In this article, we explain how to create a minimal test plan in data engineering. We discuss the importance of ensuring process quality with a detailed and documented test plan: what, how, and why to test.
Is It Possible to Code Without Errors?
We know it’s impossible to code without errors. To address this, software developers must perform all necessary tests before releasing the program to users to ensure it works properly.
Testing software to confirm it functions correctly is essential, yet this doesn’t always happen. In the best cases, the tests conducted are sufficient. However, it’s also common for developers to either not test enough or to do it poorly.
Data engineering adds another layer of complexity: beyond testing the software, the data must also be tested. The responsibility for proper testing lies with data engineering teams. However, it’s not just about testing but also providing evidence that the tests were performed.
The Importance of Documenting Evidence in Data Engineering Tests: Quality Assurance for Teams and Clients
Documenting the evidence of tests conducted in data engineering is crucial for two main reasons:
- For ourselves: To demonstrate that the tests were actually performed. If we don’t leave this documentation, the test effectively doesn’t exist.
- For others: If a leader, client, or colleague has evidence of the tests and an issue arises later, they can understand which tests were conducted and which weren’t. This helps narrow down the root cause of the problem, enabling quicker and simpler resolution.
What Is the Difference Between a “Test Case,” “Testing,” and “Proving We Tested”?
These three concepts may seem similar, but they are not. Below, we explain the difference between each one:
- Test Case: A set of conditions or variables under which it will be determined whether an application, process, feature, or behavior is acceptable or not. In other words, a test case defines what needs to be tested.
- Testing: The act of verifying the proper functioning of an application or process. This may include one, none, or several predefined test cases.
- Proving We Tested: Providing concrete evidence of the tests performed.
The difference between these three concepts may seem subtle, but it is significant. The first tells us what to test, the second involves executing the tests, and the third ensures we can demonstrate what tests were performed and their results. Defining test cases and conducting tests is pointless if we don’t document evidence of doing so.
The phrase, “It worked when I tested it,” is very common in data engineering. This may well be true, but without evidence of the tests, it becomes one person’s word against the facts.

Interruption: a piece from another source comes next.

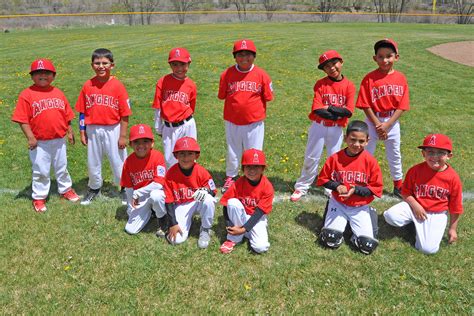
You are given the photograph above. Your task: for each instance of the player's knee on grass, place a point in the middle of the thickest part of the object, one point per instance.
(331, 238)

Once again, it is the data engineer’s responsibility to ensure proper documentation of the tests performed.
How to Create a Test Plan in Data Engineering
A good test plan requires careful planning. Documenting evidence forces us to think about what we are going to test before performing the test. Below are some examples of the minimum components a test plan should include:
- Every dashboard (visualization) and data engineering development must have a minimal test plan executed and documented.

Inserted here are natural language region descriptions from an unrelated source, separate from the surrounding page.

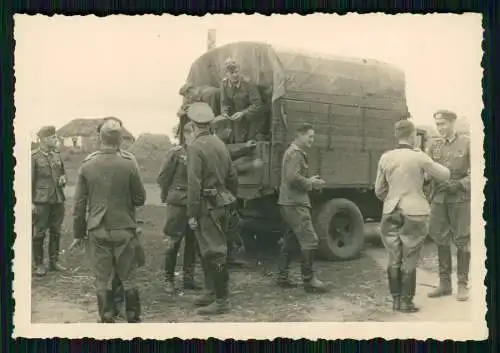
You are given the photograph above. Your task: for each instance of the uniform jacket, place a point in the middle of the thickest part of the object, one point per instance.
(209, 167)
(243, 97)
(295, 185)
(172, 178)
(110, 187)
(400, 180)
(46, 169)
(455, 155)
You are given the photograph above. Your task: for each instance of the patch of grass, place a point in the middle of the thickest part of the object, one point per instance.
(358, 287)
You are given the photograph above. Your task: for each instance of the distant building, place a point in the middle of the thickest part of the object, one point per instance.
(81, 134)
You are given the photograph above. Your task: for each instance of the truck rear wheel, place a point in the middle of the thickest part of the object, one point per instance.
(340, 228)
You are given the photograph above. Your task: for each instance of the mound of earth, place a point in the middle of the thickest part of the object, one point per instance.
(149, 146)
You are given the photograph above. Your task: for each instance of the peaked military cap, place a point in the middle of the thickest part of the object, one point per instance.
(47, 131)
(445, 114)
(231, 64)
(200, 113)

- Each test must be properly documented by taking screenshots, capturing query results, or using another method to provide verifiable evidence that the test was executed and successfully passed.
- If a test fails, the issue must be resolved, and all tests must be re-executed (ensuring integral consistency).

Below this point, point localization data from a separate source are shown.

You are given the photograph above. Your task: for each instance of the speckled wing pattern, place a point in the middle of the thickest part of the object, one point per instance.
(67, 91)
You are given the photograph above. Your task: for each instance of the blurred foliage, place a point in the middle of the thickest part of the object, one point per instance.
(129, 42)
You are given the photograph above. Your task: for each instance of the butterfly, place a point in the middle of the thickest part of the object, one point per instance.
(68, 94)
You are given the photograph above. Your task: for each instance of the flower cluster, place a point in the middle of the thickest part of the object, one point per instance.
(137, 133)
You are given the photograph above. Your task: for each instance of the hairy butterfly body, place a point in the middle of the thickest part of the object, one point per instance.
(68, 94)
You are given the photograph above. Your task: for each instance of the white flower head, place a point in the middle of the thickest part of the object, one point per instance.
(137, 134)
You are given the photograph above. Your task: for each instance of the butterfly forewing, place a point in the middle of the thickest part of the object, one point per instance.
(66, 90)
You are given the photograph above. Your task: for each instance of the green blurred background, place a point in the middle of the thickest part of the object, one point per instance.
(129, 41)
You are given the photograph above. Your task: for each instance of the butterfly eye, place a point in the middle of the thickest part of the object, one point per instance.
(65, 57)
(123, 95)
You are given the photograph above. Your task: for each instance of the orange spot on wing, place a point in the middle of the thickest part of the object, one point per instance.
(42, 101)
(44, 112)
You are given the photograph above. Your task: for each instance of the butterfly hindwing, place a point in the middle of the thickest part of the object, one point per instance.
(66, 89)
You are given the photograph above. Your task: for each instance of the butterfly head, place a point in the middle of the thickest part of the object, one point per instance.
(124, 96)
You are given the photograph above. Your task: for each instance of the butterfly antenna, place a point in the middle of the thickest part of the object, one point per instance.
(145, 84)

- The evidence document must be attached to the corresponding task (DevOps/Jira/Trello/etc.) to document the execution.
- Executing the “Minimal Test Plan” does not exempt teams from conducting additional tests to ensure the quality of the final product.
- The data engineer is responsible for the quality of the product delivered, including performing any additional tests they deem necessary to ensure quality.
- If an error is detected after delivery or changes are made to reports or processes, all tests must be executed again.
Key Elements of a Test Plan in Data Engineering
A test plan can be created using a simple tool like Excel, Google Sheets, or any similar platform accessible to all team members. Of course, using dedicated tools for this purpose is even better. The document should include the following:
- Pipeline to be validated: Specify which pipeline is being tested, who developed it, and the date of the tests.
- Description of the controls performed: For example, verifying that business definitions were reviewed/understood, checking whether metric values match the data source, identifying any out-of-range (outlier) values, etc.
- Test results: Indicate whether the result was “OK,” “Failed,” or “N/A.”
- Documentation location: Specify where the evidence of the test is stored.
- Executor: Identify who performed the test.
- Observations: Include a column for any additional remarks.
Here is an example of how to document a data engineering process:
Example of a Minimal Test Plan
Conclusion
There’s an old saying: “It’s not enough to be honest; you must also appear honest.” Over time, this was simplified to: It’s not enough to be; you must also appear to be.
Proving we tested is the resource we have in data engineering to both be and appear. We are not only responsible for ensuring that processes work, but we must also guarantee the accuracy of the data.
Documenting evidence of the tests we performed is essential. If there are predefined test cases, we use them; if not, we define a minimal set of tests that we deem appropriate and leave evidence that we performed them.
This set of tests can be agreed upon with the team, the leader, the data user, or even with oneself. What must not happen is failing to test or being unable to prove that we tested.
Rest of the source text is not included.